Wednesday, November 23, 2016

Way Back When-esday - Everyone Makes Mistakes...

...the Thanksgiving Eve episode.

Way back when, when Darren and Sarah were wee one-year-olds, I made a classic maternal mistake---one I've remembered each and every year on this day since.

Excerpted from Twinspiration: Real-Life Advice from Pregnancy through the First Year and Beyond, the self-exposing chapter entitled "Everyone Makes Mistakes," enjoy...and feel better.

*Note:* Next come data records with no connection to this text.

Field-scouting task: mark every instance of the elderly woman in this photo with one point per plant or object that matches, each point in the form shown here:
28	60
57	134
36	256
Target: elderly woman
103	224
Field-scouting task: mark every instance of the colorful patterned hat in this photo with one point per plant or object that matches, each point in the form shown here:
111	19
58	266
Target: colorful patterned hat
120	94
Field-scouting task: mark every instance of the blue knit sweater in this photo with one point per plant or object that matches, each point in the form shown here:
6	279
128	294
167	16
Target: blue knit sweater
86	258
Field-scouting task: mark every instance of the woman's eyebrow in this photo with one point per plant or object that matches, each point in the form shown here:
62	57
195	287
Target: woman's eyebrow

We all make mistakes...some bigger than others.

Dateline: November 2002 
Twins’ age: 14 months 

Thanksgiving grocery shopping.  Using the “push-double-stroller-with-one-hand-in-front, while-pulling-grocery-cart-behind-with-other-hand method”, we complete our Thanksgiving grocery shopping on Thanksgiving Eve afternoon.  The bag-man at Food Lion, in every effort to be helpful on this busy shopping day, offers to bring my cart to the curb once I have loaded the babies in the car.  After his continued insistence, I go along.  Pulling up to the front of the store, the bag-man is no where to be found.  Not wanting to honk, I turned off the car to wait.  Finally, realizing he has no doubt forgotten, I decide to pull directly in front of the automatic door, crack the back car windows for the babies, and run in the door quickly to signal the man for our cart.  Better lock the car doors.  Don’t want the gifts for which I am most thankful to be at risk even for a few seconds.  As I shut the car door, I see my keys.  In the ignition.  Ugh.  Signaled for my groceries, and for a call to the police, alerting them to my “two infants locked in the car” faux pas.  The crew at Food Lion was fantastic, and far more panicky than I was.  Needless to say, the babies were fine.  We made goofy faces at them from the outside (as I usually do), so nothing seemed out of the ordinary to them.  Another employee owned a similar model car, and offered to “break in” mine as he often did into his.  After being told the wait was upwards of 45 minutes for the auto locksmith, this young, gallant  Food Lion employee had us in our car within 5 minutes.  Knowing the time, anguish, and money he had saved us by his feat, I was desperately trying to shove cash into the young man’s hands.  His response?  “Buy something nice for the babies.  They’re cute.”  My faith in Generation X was thoroughly restored.  However, upon recounting this tale to hubby, it took a while for his faith in Mommy to be restored. When this car died a few months later, we purchased a used Volvo station wagon. In addition to the incredible safety rating, an undeniable selling point was that you cannot lock yourself out of the car.